Afin de favoriser la révélation des valeurs en situation d’offre simultanée de deux lots, nous développons donc le mécanisme α-BDM. Dans le α-BDM, deux lots sont offerts à l'acheteur qui à l'opportunité de faire deux mises séparées. Or, en réalité une seule enchère BDM sera conduite pour un des deux lots. La façon de déterminer lequel des deux lots sera sélectionné peut être aléatoire ou reposer sur d’autres critères. Le fait que seulement une des deux enchères BDM sera conduite élimine les pertes (sous-additivité) potentielles auxquelles était précédemment exposé l'acheteur lorsque ce dernier pouvait faire transaction sur les deux lots. Ne sachant pas au préalable quel lot sera vendu et étant assuré de ne pas faire transaction sur les deux lots qui ont une valeur sous additive pour lui, ce mécanisme assure que les deux mises de l’acheteur sont indépendantes. Du fait, les incitatifs nécessaires à la révélation de la valeur sont rétablis.

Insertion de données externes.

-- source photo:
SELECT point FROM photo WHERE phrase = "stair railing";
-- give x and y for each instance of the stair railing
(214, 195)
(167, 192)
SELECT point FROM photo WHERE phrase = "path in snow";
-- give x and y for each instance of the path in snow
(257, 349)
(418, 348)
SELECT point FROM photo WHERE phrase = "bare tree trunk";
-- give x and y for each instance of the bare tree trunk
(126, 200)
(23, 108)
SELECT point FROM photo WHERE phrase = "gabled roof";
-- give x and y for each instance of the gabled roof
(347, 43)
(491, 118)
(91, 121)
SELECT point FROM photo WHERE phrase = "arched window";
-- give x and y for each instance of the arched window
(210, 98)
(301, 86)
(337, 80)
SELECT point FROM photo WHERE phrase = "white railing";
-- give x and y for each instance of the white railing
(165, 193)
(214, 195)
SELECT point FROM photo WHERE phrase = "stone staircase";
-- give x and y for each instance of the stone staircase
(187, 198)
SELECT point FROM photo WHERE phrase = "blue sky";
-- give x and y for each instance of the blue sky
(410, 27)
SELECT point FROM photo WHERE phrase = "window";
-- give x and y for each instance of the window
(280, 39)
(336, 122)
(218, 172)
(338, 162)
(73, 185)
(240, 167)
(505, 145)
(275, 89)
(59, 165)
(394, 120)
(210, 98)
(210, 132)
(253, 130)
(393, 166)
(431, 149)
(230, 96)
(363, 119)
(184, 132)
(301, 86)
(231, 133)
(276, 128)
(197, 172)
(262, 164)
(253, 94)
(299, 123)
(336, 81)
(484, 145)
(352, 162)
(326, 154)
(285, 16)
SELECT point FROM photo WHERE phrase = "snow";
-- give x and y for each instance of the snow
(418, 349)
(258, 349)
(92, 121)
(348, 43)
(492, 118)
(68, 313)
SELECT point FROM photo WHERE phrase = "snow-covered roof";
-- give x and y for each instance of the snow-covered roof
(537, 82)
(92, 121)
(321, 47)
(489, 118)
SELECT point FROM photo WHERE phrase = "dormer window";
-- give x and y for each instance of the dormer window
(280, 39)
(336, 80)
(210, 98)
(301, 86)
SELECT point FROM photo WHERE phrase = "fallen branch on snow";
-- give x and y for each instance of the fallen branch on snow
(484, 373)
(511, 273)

Notons que pour que les qualités théoriques du α-BDM soient maintenues, deux conditions doivent être respectées : 1- L’acheteur doit percevoir qu’une probabilité existe qu’il n’obtiendra pas le lot 1 (celui ayant la plus forte valorisation selon notre nomenclature). 2- Les prix aléatoires (prix de réserve) des deux enchères (lot 1 et lot 2) doivent provenir de la même distribution. Si ce n'était pas le cas, ceci ouvrirait la porte à des mises stratégiques de la part de l’acheteur, et ce, afin de maximiser son espérance de profits.
Des simulations numériques avec différents niveaux de α (probabilité que seul le lot le plus valorisé soit obtenu) démontrent que dans le cas ou α tend vers 1, l’obtention de la révélation de la valeur entraîne peu de perte d’efficacité et de baisse des revenus.

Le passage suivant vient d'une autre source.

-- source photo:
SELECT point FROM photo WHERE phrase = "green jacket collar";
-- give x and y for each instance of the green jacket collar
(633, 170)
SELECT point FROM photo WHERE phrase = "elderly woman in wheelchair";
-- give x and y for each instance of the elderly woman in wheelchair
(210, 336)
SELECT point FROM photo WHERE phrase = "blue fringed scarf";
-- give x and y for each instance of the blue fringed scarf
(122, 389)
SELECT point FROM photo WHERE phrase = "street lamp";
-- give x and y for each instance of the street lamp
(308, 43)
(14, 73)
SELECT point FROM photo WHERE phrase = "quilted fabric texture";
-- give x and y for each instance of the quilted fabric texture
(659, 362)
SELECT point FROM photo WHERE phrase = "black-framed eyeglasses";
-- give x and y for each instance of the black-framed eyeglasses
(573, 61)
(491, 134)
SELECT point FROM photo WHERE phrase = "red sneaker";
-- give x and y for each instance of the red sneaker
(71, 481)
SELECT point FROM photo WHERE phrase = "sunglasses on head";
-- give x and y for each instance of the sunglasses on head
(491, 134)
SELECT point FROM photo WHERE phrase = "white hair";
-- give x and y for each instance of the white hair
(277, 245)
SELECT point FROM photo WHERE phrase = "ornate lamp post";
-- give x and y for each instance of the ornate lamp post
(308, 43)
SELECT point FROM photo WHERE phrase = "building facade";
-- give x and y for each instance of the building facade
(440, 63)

Les simulations numériques indiquent que les revenus de l' α-BDM demeurent plus élevés que les revenus de BDM standard avec lots simultanés lorsque la probabilité α>0,8. Au chapitre de l’efficacité, il faut cependant utiliser une probabilité α qui excède 0,95. Ces résultats indiquent donc qu'il est possible d'introduire un mécanisme qui incite la révélation de la valeur en situation d’enchères avec lots simultanés, et qui résulte à la fois en une augmentation de l'efficacité économique et des revenus.
En conclusion, les mécanismes développés (BDM-composé et α-BDM) sont prometteurs, bien que relativement complexes. Nos simulations numériques et nos résultats expérimentaux indiquent une forte dépendance quant aux choix des distributions desquelles les valeurs et les prix de réserves sont tirés aléatoirement. Il est important de noter par ailleurs qu’il est possible de choisir des distributions qui favorisent différents critères de performance (efficacité, revenus, révélation des valeurs).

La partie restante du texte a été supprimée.